The December 25–28, 2012 North American storm complex was a massive storm system that produced both a tornado outbreak and a blizzard across the southern and eastern United States. On Christmas Day 2012 (December 25), a tornado outbreak occurred across Southern United States. This severe weather/tornado event affected the United States Gulf Coast and southern East Coast over a two-day span. It occurred in conjunction with a much larger winter storm event that brought blizzard conditions to much of the interior United States. In total, 31 tornadoes were confirmed by the National Weather Service in five states from Texas to North Carolina. All but one of the tornadoes that occurred during the outbreak touched down on December 25, with the other occurring the following day in North Carolina. Two of the tornadoes were destructive enough to be rated EF3 on the Enhanced Fujita Scale. At least 16 people died as a result of the related blizzard, and thousands were without power.

There were 63 preliminary local storm reports received for tornadoes, including 60 in four states on December 25 alone.[4][5] Significant tornadoes included a long–tracked EF3 that moved across areas of Mississippi and an EF2 that moved through Mobile, Alabama.

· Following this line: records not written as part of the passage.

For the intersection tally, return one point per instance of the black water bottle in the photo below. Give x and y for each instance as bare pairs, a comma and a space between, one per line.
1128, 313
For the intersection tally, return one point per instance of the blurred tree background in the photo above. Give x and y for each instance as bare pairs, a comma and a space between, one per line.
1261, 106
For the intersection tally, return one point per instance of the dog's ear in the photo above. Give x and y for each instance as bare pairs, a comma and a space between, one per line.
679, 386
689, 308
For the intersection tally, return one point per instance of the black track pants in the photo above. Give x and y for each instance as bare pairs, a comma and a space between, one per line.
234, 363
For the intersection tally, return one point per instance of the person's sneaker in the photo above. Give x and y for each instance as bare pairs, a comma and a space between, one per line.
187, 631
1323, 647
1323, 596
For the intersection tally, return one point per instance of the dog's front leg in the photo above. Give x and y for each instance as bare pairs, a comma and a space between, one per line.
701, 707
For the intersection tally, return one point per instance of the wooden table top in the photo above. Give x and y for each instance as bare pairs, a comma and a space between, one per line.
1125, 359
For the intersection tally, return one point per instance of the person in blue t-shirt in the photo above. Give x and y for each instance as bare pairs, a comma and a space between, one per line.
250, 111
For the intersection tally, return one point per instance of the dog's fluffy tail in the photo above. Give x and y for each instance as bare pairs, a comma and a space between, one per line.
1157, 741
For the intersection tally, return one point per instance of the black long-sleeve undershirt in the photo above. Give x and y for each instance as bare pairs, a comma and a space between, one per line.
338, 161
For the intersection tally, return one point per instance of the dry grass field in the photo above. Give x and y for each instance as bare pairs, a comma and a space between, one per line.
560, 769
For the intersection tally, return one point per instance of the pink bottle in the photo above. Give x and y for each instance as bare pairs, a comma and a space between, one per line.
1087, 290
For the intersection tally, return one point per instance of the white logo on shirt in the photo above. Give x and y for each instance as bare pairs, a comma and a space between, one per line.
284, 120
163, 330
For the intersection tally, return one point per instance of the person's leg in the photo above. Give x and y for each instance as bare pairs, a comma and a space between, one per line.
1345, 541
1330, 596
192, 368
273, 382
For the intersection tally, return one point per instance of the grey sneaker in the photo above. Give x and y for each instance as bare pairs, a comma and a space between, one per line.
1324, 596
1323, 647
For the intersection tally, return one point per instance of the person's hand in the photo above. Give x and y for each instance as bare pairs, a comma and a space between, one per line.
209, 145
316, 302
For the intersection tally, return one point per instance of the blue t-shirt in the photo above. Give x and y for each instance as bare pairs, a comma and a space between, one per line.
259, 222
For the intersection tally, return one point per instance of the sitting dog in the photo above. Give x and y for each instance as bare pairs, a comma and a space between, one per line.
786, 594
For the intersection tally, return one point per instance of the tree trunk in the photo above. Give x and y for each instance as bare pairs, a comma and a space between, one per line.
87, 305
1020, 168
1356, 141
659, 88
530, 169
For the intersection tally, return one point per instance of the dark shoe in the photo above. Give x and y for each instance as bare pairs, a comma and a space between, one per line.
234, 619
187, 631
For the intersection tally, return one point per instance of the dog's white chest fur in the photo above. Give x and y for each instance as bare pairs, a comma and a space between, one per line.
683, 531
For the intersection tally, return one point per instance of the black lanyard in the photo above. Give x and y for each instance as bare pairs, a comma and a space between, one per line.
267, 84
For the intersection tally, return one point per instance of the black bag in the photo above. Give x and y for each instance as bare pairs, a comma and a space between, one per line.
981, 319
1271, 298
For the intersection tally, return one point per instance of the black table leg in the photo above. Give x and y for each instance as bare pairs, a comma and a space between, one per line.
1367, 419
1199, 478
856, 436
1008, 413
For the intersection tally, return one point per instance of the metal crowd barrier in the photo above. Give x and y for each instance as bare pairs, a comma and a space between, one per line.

The Mobile tornado damaged many homes, businesses, a hospital, and a high school, with estimated damages totaling $1.35 million.

Meteorological synopsis[edit]

Confirmed tornadoes on December 25, 2012.

On December 24, the Storm Prediction Center (SPC) issued a moderate risk for severe storms, valid for the following day. The moderate risk covered an area stretching from west-central Louisiana to west-central Alabama[6] and was expanded south and west on December 25 to include cities such as Port Arthur, New Orleans, and Mobile.[7]

From a meteorological standpoint, a strong upper-level trough moved southeast into Texas from the Rocky Mountains on the evening of the 24th, becoming a powerful, negatively tilted shortwave trough on December 25.[8] In response to the shortwave trough, a surface low formed over south-central Texas by 1200 UTC that morning.[9] Warm, moist air near the surface flowed northward along a warm front extending east from the surface low along the gulf coast on the morning of December 25.[10] Meanwhile, a cold front and dry line had formed to the southwest of the surface low and advanced eastward through the morning, providing a source of lift for convection to form in eastern Texas.[9] Initially, the convection congealed into a quasi-linear convective system while over northeast Texas and western Louisiana, with only a few tornadoes touching down in these areas.[11] Later in the afternoon, enough energy associated with the advancing shortwave trough allowed for the formation of tornadic supercell thunderstorms ahead of the advancing squall line in Louisiana, southern Mississippi, and southern Alabama. Southerly winds near the surface increased, providing strong low level and deep layer wind shear needed for these supercell thunderstorms. Many of the supercells would go on to produce tornadoes.[12] By late in the evening, most storms had congealed into a squall line and weakened due to waning instability.[13]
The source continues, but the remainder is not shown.